埼玉県秩父郡小鹿野町ちちぶのじかプロジェクトさまより、野生の鹿の革製品製作のご依頼を承りました。

どうもありがとうございます。

 

野生の鹿革を使った製品をつくる

 

 

今回ご依頼を受け、普段牛革を主に扱っているララミーですが、実は過去に鹿革製品は製作した事例もあり、また地域資源活用にお役に立てればと、鹿の皮の活用を快く承らせていただきました。

 

 

 

フルタンニンなめしの鹿のヌメ革です。

 

 

 

そもそも鹿革ってなに??

鹿革とは、千年以上も昔から世界中で装飾品や、武具、袋などに使われてきた皮革。
日本では高級革として古くから愛され、今なお「印伝革 伝統工芸」としてご存知の方も多いいのではないでしょうか。鹿革は、柔らかく、繊維が細かく、保湿、保温性に優れるという特長があります。

 

 

野生の鹿の現状とは・・

 

実は、そんな古くから生息する鹿ですが、野生の動物は増加しすぎると、農作物を荒らされてしまったり市街地に降りてきたりという影響も及ぼしているといいます。それは、鹿のほかイノシシなども含まれるといいます。

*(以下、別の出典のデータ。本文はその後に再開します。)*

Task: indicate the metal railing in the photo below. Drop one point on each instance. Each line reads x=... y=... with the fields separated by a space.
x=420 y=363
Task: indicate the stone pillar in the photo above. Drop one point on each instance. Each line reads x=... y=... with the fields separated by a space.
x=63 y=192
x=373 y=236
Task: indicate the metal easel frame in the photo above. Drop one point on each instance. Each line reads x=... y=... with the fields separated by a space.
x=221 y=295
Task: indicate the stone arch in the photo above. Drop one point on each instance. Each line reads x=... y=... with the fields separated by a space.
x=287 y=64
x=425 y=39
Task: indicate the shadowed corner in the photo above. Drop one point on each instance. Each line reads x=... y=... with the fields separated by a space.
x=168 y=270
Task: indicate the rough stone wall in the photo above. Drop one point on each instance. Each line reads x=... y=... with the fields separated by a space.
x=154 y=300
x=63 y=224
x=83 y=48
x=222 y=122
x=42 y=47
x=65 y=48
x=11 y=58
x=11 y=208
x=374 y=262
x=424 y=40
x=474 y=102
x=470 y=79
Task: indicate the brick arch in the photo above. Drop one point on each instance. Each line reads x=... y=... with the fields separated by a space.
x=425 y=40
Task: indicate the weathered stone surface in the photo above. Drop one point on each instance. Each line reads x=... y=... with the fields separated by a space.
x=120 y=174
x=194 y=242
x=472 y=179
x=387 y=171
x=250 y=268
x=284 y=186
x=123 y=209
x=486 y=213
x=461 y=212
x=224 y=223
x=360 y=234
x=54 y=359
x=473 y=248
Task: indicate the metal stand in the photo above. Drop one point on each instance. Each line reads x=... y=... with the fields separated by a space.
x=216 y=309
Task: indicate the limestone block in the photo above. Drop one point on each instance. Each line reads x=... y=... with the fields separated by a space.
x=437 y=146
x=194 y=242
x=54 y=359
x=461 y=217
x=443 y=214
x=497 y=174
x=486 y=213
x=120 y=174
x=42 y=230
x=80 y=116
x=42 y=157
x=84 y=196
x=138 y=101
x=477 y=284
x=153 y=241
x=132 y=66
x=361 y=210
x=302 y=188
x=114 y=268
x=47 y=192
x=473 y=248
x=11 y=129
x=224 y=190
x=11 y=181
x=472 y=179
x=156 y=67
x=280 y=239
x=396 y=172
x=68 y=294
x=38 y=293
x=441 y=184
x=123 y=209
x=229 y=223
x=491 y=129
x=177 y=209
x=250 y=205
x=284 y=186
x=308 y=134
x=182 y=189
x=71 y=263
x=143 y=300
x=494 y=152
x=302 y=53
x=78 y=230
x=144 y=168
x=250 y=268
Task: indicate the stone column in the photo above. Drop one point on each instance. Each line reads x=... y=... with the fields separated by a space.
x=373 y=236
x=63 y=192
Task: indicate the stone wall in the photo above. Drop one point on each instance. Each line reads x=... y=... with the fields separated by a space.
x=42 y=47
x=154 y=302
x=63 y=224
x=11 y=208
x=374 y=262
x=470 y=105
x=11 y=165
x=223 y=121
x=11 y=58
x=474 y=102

そのため、人間と共存するにはある一定の割合で頭数を法令により管理しているとのお話を伺いました。しかしその一方で、捕獲した野獣の有効な活用法も同時に考えなくてはいけません。

プロジェクト担当の方とお話をする中で、

小鹿野町で捕獲された天然鹿を小鹿野町の資源として活用して「駆除される鹿の命を大切に扱いたい」

という理念を伺いました。

 

 

わたくし自身も、こうして個体を大切にする事が野生鹿の存在価値を高めることに繋がると認識しています。

このような主旨をうけ、ララミーとしては野生鹿の特徴を最大に活かした製品づくりを試みました。そして今回、野生鹿の革製品を製作するにあたり以下の特徴を持たせました。

 

 

 

ララミーが野生の鹿革製品をつくるにあたり

 

 

 

 

 

 

・柔らかくきめ細かい手触りを感じる
・野生獣ならでは傷・シワを活かす
・製作の革が余らない無駄のないエコな製法

 

このような野生の鹿革の特徴を最大限に活かすよう、製作が進められました。

 

 

鹿革コインケースの製作

 

そして、鹿革コインケースの製作です。

 

コインケースにあたり、素材の特性の違いなどからさまざまな課題が浮上しました。

しかし、既製品などの大量生産にはない、オリジナルの製品をつくるのは、ララミーの得意分野であります。

 

 

 

 

 

野生の鹿革の2つの課題と解決

 

 

小鹿野

 

、市販の皮と違い。野生の皮は革表面に、個体ごとに異なるシワや傷などが多くあり、均一な製品を作ることが非常に難しいと感じました。

しかし、ララミーでは既製品のような均一性は求めず、傷シワを特徴とする製品にしました。これにより、製作には非常に時間はかかりますが、特徴を活かし無駄なく革を使うこともできると考えます。

 

 

、染色していない革は、汚れ・シミが付きやすく、一般的に好まれない傾向があります。ですが、野生の革を感じてもらうには、他と無い素材でもあります。こちらも、あえて野生革本来の素材感を感じてもらう為、染色をしない「素の革」で製作することになりました。

 

 

 

 

 

こうして、完成したのがこちらです。

 

こじんまりとした、手に収まるサイズ感。

手に取った瞬間から、とてもよい革の香りがします。

 

 

 

 

 

 

コインケースの役割もしっかり果たしつつ、使い勝手もよいです。

 

 

 

いつでもさっとコインを取り出せます。

端の処理も、柔らかい鹿革の為、手に引っ掛かりが無く開閉がしやすい。

折り目の部分は、使うほどに革特有のシワなどなんとも言えない質感がでてきます。

 

 

 

 

 

 

そして、染色していない素の鹿革ならではの、シチュエーションを選ばない素朴な仕上がりに。

 

 

そして手触りは、まるで赤ちゃんのほっぺのような柔らかい感触。

 

 

 

 

 

ひとつひとつ、みんな特徴の違う個性豊かな製品となりました。

鹿革素材の魅力を最大限にいかし、丁寧に作りあげた製品となったのではないでしょうか。